On 3: would we need a portal.targetPort in the pod definition?

More questions:

  • Can I have multiple portals to the same service within a pod? Perhaps I have a replicated database service -- one portal could go to the master only and another could go across all of the read replicas. in that case, the naming of the portal in the pod would be separate from the name of the service that it is targeting. I think some of this comes down to how "thick" the ambassador is.
  • Is there a "type" on the portal? Or is that something on the service? Where does "random start round robin" get specified?
Contributor

jbeda commented Sep 5, 2014

@lavalamp if we end up with ambassadors/portals that are "thicker" in terms of implementing some protocol specific logic, we'll want that to be versioned and run like other user code.

I think we can split this up different ways:

  • Splitting out the target of a "service" from the mechanism to direct a single connection to one of N backends.
  • The code that implements that policy -- it may be thin and simple (round robin TCP forwarding) or it may be protocol aware (understanding a db query and applying sharding function).
    • Simple generic mechanisms can be supported more natively and don't need to be implemented as code running in the pod. (called a built in portal?)
    • More complex policies (anything deeply protocol aware) should probably be done in code run like any other user code.
  • How we present the portal/ambassador to the consumer code can be done with a true IP or port on localhost.

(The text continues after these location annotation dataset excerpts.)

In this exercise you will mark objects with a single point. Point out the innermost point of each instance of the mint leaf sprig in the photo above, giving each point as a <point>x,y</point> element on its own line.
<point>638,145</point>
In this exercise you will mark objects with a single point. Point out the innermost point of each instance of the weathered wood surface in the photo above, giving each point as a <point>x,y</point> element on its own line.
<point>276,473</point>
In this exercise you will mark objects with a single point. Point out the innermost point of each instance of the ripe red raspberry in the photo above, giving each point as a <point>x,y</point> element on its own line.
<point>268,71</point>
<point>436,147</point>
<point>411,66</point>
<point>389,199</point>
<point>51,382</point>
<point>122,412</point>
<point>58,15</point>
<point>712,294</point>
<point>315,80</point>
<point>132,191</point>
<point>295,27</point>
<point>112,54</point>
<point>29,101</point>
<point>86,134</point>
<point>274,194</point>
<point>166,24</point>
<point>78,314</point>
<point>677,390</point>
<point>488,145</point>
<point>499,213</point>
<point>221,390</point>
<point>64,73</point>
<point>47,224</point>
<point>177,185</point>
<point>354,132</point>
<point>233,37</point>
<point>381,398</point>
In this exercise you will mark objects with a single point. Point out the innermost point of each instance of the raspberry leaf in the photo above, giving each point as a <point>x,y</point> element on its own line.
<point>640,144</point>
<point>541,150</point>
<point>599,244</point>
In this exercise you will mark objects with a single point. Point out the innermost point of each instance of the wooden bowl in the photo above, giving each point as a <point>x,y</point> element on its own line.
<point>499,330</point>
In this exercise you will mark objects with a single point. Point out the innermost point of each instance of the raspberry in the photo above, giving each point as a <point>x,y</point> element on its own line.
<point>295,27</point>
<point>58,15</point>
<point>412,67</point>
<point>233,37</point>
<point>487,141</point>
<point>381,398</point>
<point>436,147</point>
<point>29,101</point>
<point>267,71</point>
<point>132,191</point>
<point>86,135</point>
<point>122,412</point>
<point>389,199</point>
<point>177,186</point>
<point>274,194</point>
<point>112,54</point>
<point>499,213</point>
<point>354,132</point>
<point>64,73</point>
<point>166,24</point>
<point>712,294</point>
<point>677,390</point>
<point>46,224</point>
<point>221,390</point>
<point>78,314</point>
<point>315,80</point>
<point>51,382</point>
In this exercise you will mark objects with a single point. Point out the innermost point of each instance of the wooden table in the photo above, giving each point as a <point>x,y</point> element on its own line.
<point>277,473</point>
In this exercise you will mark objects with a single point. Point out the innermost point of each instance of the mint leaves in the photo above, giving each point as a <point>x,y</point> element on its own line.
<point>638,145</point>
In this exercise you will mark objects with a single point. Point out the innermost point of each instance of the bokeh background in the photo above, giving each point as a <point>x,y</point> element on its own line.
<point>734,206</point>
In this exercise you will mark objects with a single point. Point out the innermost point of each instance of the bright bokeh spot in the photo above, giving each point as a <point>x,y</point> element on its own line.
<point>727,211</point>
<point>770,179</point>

My gut is to keep things simple for now and so I like (3) but I can understand the desire to put the portal/ambassador/proxy/forwarder on its own IP.

Owner

thockin commented Sep 6, 2014

@jbeda The "target" port is captured by the extant Service.containerPort
(which could do with a rename).

Multiple portals to the same service: As currently spec'ed, portals target
Services. So you could define two Services with different policies which
resolve to the same set of Pods, and then have one portal to each Service.
The alternative, as you hint at, is a thicker ambassador that knows the
difference between reads and writes as part of the Service policy. Or we
could extend Service to have multiple policies, but I am not convinced
that's a good idea.

"Type" would be a property of the Service, I think, though you could maybe
contrive examples where that isn't fair. For example, if my service
requires you to mine a new bitcoin for each request, and I embed that in my
policy-specific ambassador, which you have to run in your pod, is that OK?
I would guess not.

As we open the door to different kinds of policies, I think we will need to
consider when rights we give to a client. Suppose this mysql policy you
described - reads go to any slave, but writes go to master. Someone has to
write that code. Do clients HAVE to run the code that we wrote, or can
they substitute any ambassador implementation they like? Do they have to
run it in-pod or could they run it as a different pod? Eventually, we'll
need to allow more than just "dumb" round robin. BUt at the same time,
simple cases need to stay simple. I hope we can squint at one of these
designs and agree it's possible, and then ignore it for now.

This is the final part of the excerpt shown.